I don’t blame Obama for not getting things done in light of the unprecedented obstruction he’s been faced with, I just think he could be doing a better job of telling the public who’s to blame–and use names, starting with “Republicans,” but not leaving out the turncoat Dems either. That said, I’ve been pretty happy with his approach of the last few months.
All Luntz is doing is applying a simple form of social construction analysis to political consulting. This is something invented by progressive academics, and something that progressive political scientists publish on all the time.

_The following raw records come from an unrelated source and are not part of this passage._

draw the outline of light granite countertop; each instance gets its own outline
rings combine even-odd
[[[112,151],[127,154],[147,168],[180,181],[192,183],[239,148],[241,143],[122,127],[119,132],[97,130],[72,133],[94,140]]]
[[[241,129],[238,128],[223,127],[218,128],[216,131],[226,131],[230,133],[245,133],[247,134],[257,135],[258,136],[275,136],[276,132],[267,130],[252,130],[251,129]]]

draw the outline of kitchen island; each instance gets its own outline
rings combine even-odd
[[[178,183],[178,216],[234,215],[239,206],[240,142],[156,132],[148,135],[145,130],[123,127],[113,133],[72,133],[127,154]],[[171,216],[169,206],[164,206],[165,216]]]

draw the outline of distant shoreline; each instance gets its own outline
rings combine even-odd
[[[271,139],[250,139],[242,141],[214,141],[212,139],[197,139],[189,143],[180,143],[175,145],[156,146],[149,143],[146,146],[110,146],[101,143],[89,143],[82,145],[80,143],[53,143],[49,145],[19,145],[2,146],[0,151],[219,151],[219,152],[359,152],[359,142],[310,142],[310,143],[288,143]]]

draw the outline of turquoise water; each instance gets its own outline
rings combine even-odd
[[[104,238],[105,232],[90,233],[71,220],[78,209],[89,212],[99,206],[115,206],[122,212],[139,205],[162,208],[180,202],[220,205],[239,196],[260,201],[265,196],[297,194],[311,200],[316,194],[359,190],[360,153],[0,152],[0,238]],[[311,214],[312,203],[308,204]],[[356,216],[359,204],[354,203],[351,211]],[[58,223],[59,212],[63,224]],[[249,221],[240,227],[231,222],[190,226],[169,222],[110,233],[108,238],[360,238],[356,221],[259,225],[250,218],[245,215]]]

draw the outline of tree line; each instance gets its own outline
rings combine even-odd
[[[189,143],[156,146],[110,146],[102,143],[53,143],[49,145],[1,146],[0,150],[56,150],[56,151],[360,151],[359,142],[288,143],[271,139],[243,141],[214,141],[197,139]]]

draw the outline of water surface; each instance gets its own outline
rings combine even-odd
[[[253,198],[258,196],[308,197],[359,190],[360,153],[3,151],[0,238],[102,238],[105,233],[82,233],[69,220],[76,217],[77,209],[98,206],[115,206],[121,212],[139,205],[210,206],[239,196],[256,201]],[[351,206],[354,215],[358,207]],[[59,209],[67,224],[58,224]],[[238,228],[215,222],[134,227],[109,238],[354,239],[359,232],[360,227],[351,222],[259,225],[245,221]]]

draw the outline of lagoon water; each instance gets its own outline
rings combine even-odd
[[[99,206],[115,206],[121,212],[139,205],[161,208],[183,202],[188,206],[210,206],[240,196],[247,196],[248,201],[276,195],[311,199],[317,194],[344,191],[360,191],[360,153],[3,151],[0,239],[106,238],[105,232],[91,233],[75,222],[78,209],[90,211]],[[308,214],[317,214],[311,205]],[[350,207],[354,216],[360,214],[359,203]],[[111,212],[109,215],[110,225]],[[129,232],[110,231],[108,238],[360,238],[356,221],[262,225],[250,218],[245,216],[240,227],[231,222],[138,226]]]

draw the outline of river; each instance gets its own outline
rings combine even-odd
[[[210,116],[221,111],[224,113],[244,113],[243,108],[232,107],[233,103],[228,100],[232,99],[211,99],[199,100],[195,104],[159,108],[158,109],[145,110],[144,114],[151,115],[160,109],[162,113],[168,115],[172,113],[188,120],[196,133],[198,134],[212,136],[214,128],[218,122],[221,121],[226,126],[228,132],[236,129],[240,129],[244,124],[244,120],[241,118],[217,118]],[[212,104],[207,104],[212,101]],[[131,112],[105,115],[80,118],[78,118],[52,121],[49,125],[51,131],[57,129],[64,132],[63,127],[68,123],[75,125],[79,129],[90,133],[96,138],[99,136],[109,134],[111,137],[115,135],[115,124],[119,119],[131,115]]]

Frank Luntz just has the insight to actually read their stuff and put it into practice, unlike most progressive political advisers. (Kind of like Karl Rove had the insight to read Saul Alinsky and put Alinsky’s approach to work –for evil instead of good.)
Calling them “low information voters” is of a piece with Obama belly-aching on behalf of the so-called “party of the people” about the plight of the middle class.
The middle class is rich doctors and corporate lawyers.
Hot shit Obama’s own kind of people.
And they are doing fine, just like him.
The people on the ropes in America today are the American working class.
Let’s just tell the truth, here among ourselves.
One side of the problem is stupid working class voters who put racism and idiot religion ahead of their own class interests.
The other side is the plutocracy doing its best to hammer the American working class, and doing it very successfully, by enlisting the support of those stupid working class voters.
“Nobody ever went broke underestimating the intelligence of the American people.”